30 Gennaio 2025
Fondatore, con Grazia Cherchi, dei «Quaderni piacentini», Piergiorgio Bellocchio è stato un grande intellettuale e critico. La sua profondità di sguardo e chiarezza di scrittura lo rendono ancora oggi un punto di riferimento.
L’avventura dei «Quaderni piacentini» parte nei primi anni Sessanta da un ambiente provinciale, appunto Piacenza, a metà strada tra Milano e Bologna ma attratta soprattutto da Milano. E anche un po’ da Torino, ché gli anni sono gli stessi in cui sotto la Mole nascevano i «Quaderni rossi» fondati da Raniero Panzieri. I “piacentini” sorsero ai margini del Psi ma rendendosene rapidamente autonomi, e attirati semmai dal magistero fortiniano e da quella panzieriano, appunto.
Di quelle due riviste (due gruppi, il primo dei quali decisamente marxista e politico – che visse più tardi una netta scissione, da cui nacque una seconda rivista-gruppo, «Classe operaia», decisamente più politica della prima, dall’impronta marxista-sociologica) si potrebbe ancora discutere, anche per il prestigio delle firme: nella prima scrissero personaggi più nuovi ai tempi, come Rieser, Mottura, Lanzardo, Beccalli, tutti purtroppo scomparsi, come molti dell’altra parte, Tronti, Asor Rosa, Negri…
E i “piacentini”? La loro diversità stava negli interessi decisamente culturali e non solo politici, e più “terzaforzisti” che marxisti. I “piacentini” – Piergiorgio Bellocchio e Grazia Cherchi – mi cooptarono alla direzione, tramite Panzieri, sulla scia del piccolo scandalo provocato all’Einaudi dalla tra chi era favorevole e chi contrario alla mia inchiesta sull’immigrazione dal Sud a Torino, che terminò con il proditorio licenziamento dei redattori che più ne sostennero la pubblicazione: Panzieri (che morì poco tempo dopo) e Renato Solmi. (Il mio studio non era vera sociologia, sostenevano gli einaudiani ma, come in una loro riunione ribadì con più forza di tutti Massimo Mila, rifiutarono il libro dopo avermelo commissionato perché fortemente critico nei confronti della Fiat, il cui istituto di credito aveva salvato due volte l’Einaudi dalla crisi).

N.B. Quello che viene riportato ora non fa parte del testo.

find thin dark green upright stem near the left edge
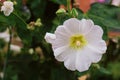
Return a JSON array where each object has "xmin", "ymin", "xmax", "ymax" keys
[{"xmin": 2, "ymin": 26, "xmax": 12, "ymax": 80}]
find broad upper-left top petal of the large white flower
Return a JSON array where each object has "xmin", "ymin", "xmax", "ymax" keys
[{"xmin": 63, "ymin": 18, "xmax": 80, "ymax": 34}]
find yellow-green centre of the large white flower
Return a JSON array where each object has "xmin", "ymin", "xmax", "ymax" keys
[{"xmin": 69, "ymin": 34, "xmax": 87, "ymax": 49}]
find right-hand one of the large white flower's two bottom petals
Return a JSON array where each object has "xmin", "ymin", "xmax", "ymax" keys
[{"xmin": 76, "ymin": 50, "xmax": 91, "ymax": 72}]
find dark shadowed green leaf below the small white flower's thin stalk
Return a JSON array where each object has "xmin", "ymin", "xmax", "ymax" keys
[{"xmin": 13, "ymin": 13, "xmax": 32, "ymax": 44}]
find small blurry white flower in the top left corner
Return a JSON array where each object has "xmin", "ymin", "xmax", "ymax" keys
[{"xmin": 1, "ymin": 1, "xmax": 14, "ymax": 16}]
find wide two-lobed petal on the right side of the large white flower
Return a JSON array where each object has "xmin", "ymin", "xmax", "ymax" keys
[{"xmin": 85, "ymin": 25, "xmax": 107, "ymax": 54}]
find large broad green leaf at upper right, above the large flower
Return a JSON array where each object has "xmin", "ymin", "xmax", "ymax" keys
[{"xmin": 88, "ymin": 3, "xmax": 120, "ymax": 29}]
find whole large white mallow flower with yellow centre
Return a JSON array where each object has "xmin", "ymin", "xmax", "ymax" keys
[{"xmin": 45, "ymin": 18, "xmax": 107, "ymax": 72}]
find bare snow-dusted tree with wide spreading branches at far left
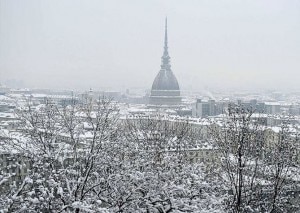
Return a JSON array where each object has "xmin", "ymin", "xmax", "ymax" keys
[{"xmin": 0, "ymin": 99, "xmax": 118, "ymax": 212}]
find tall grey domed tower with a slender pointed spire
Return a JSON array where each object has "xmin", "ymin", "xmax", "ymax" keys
[{"xmin": 149, "ymin": 18, "xmax": 181, "ymax": 107}]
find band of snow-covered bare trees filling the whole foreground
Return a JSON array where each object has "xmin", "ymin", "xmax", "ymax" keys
[{"xmin": 0, "ymin": 99, "xmax": 299, "ymax": 212}]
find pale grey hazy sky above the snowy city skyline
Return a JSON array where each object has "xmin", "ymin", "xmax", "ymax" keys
[{"xmin": 0, "ymin": 0, "xmax": 300, "ymax": 90}]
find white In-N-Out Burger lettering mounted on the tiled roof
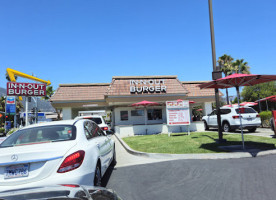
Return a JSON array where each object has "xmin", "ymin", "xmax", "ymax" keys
[{"xmin": 129, "ymin": 79, "xmax": 167, "ymax": 93}]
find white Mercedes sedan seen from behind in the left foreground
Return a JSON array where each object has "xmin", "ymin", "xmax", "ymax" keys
[{"xmin": 0, "ymin": 119, "xmax": 116, "ymax": 191}]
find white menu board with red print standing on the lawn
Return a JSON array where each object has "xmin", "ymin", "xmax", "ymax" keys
[{"xmin": 166, "ymin": 101, "xmax": 190, "ymax": 126}]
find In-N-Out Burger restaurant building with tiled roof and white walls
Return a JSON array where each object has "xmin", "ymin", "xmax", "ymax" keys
[{"xmin": 51, "ymin": 76, "xmax": 220, "ymax": 137}]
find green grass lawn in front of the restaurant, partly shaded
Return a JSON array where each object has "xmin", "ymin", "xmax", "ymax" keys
[{"xmin": 123, "ymin": 132, "xmax": 276, "ymax": 154}]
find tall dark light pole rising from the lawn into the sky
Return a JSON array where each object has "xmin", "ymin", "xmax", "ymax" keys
[{"xmin": 208, "ymin": 0, "xmax": 225, "ymax": 143}]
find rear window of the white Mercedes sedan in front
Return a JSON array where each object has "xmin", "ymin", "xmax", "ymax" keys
[{"xmin": 0, "ymin": 125, "xmax": 76, "ymax": 147}]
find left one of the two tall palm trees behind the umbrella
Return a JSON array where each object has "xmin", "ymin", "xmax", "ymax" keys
[{"xmin": 218, "ymin": 54, "xmax": 234, "ymax": 104}]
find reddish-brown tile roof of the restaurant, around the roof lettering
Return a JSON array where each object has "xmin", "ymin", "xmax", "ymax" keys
[{"xmin": 50, "ymin": 76, "xmax": 222, "ymax": 102}]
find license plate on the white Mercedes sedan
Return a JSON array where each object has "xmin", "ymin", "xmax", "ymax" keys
[{"xmin": 4, "ymin": 164, "xmax": 29, "ymax": 179}]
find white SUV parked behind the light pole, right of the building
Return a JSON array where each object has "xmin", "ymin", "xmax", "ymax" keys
[{"xmin": 202, "ymin": 106, "xmax": 261, "ymax": 132}]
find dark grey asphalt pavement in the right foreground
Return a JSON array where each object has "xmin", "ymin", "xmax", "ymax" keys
[{"xmin": 106, "ymin": 155, "xmax": 276, "ymax": 200}]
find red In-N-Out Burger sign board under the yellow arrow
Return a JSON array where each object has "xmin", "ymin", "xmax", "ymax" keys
[{"xmin": 7, "ymin": 82, "xmax": 46, "ymax": 96}]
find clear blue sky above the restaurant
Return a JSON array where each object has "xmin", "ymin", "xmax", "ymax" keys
[{"xmin": 0, "ymin": 0, "xmax": 276, "ymax": 94}]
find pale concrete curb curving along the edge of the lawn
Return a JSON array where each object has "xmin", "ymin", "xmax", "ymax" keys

Come che fosse, sono debitore della bella avventura dei QP a quella storia, un’avventura che durò molti anni e che fece della rivista un luogo d’incontro tra intellettuali di ogni età, accomunati sia dall’insoddisfazione nei confronti degli effetti del “miracolo economico”, che andava corrompendo molte brillanti menti, sia dalla ricerca di strade inedite per una nuova sinistra. Fu un gruppo eterogeneo con punti di vista assai critici sia verso la cultura dominante, sia verso quella “nuova” del ‘68, in modi attivi e combattivi.
Bellocchio fu ironico e brillante polemista ed esigente intellettuale al servizio della rivista, sempre alla ricerca di firme e nomi giusti, insieme a Grazia Cherchi e molto più di me. Fu anche un cultore di letteratura classica, soprattutto sette e ottocentesca. Le sue prefazioni dickensiane per i Grandi Libri Garzanti sono un modello di misura e profondità, le raccolte di scritti proposte (con l’ausilio di un altro “piacentino”, Alfonso Berardinelli) dalle edizioni Quodlibet mettono il lettore a confronto con una competenza rara , assistita da una scrittura di straordinaria eleganza e chiarezza.
“Bellocchio fu ironico e brillante polemista ed esigente intellettuale al servizio della rivista, sempre alla ricerca di firme e nomi giusti”.
Un grande critico, un grande studioso. Non credo affatto di esagerare per ragioni affettive, e rimpiango anche che Bellocchio abbia trascurato nella sua pratica della letteratura l’aspetto più creativo, ché i racconti de I piacevoli servi (Mondadori, 1966) sugli intellettuali salottieri del tempo non hanno niente da invidiare a quelli di Arbasino, che era anche, ma non solo, uno di quelli rappresentati.
Con Berardinelli, dopo la chiusura dei «Quaderni piacentini», Bellocchio dette vita a un altra originale esperienza critica, la rivista «Diario», opera di loro due soli. Ma il suo capolavoro restano forse proprio i “Piacentini”, una rivista che può ancora aiutare a capire chi siamo e come siamo diventati…
Goffredo Fofi
Goffredo Fofi è saggista, critico cinematografico e letterario. Il suo ultimo libro è Cari agli dèi (Edizioni E/O, 2022).